CONVEYOR belts manufacturer General Beltings says its order book is expected to remain firm in the last half of the financial year to December, although the conversion of the orders to turnover will hinge on the availability of foreign currency to timeously procure raw materials.
By Melody Chikono
Company chairperson Godfrey Nhemachena said the firm’s strong order book has asserted the company’s market position.
Nhemachena said demand for products was being driven by the growth experienced in the mining and agricultural sectors.
“Turnover surged by 25% at US$2,5 million when compared with same period prior year despite a significant outstanding order book due to raw materials constraints. The firm order book since the beginning of the year has asserted the company’s market positioning and confidence,” he said.

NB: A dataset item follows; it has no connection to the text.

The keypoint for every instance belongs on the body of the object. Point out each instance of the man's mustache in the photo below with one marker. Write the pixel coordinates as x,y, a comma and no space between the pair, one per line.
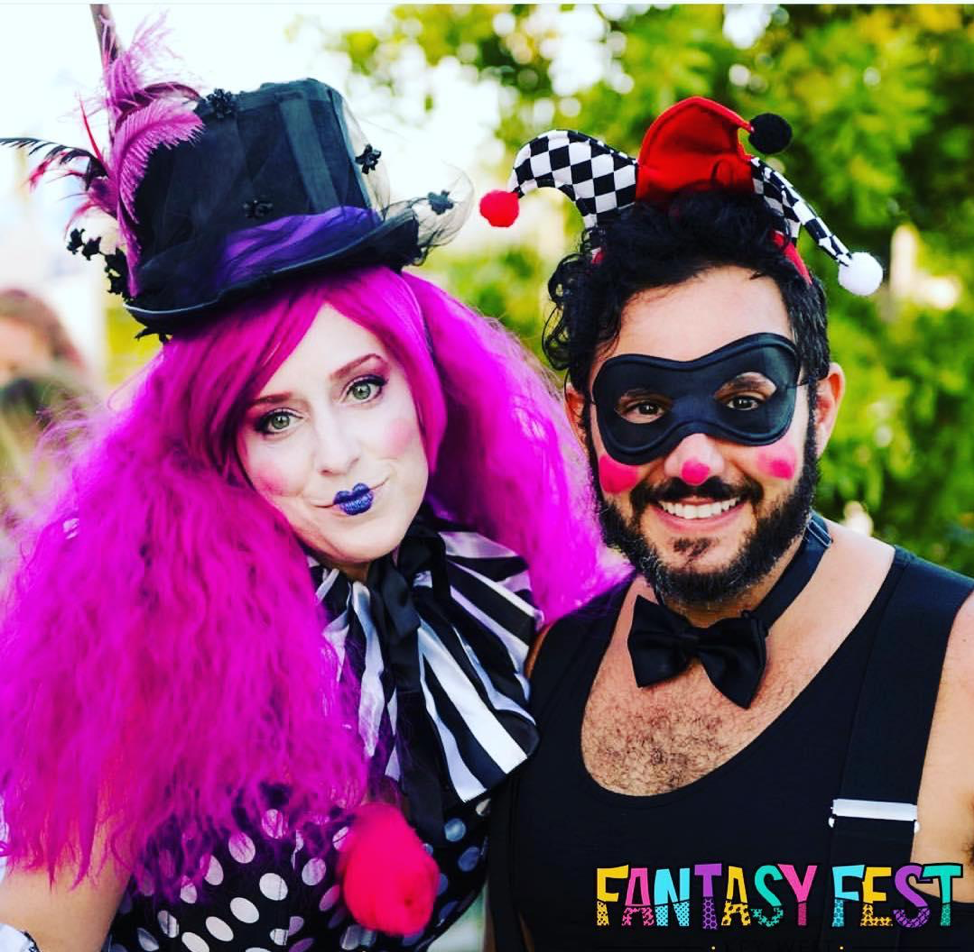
676,490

“The commissioning of a specialised modern mixer at the rubber division in line with the technical partnership has started to bear fruit through enhanced operational efficiencies and reduced order cycle time. Programmed plant maintenance is positioning the operating unit’s ability to convert orders to meet increased demand.”
Although the order book is expected to remain firm, the conversion of the orders to turnover will depend on the availability of foreign currency to timeously procure raw materials.

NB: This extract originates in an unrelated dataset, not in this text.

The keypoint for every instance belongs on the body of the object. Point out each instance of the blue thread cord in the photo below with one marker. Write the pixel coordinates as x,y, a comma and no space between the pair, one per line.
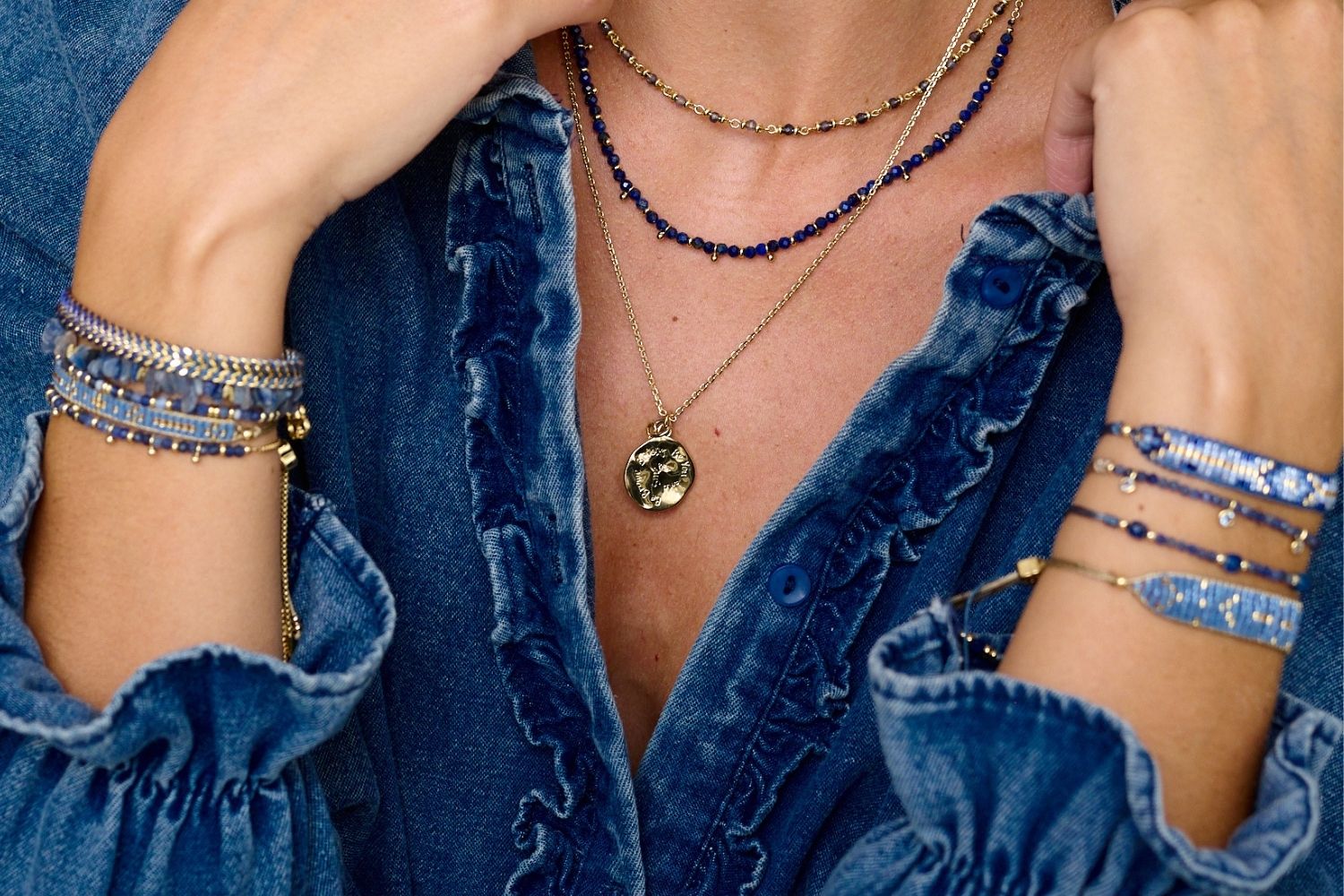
1228,562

The company incurred a loss of US$138 686 from US$254 229 in the same period last year.
Basic loss per share stood at 0,00026 from 0,00043 same period last year.
Overall volumes at 467 metric tonnes were 6% above volumes recorded in the same period the prior year of 441 metric tonnes with all the units registering growth.
The rubber division registered a 36% volume increase as the unit benefited from the technical partnerships and improved market positioning while 17% growth was attained due to increased throughput.
The chemicals division volumes increased by 2% on prior year with a favourable product mix while 36% growth was recorded. Overall gross profit increased 28% to US$ 688 000.
The chemicals division volumes increased 2% on prior year with a favourable product mix.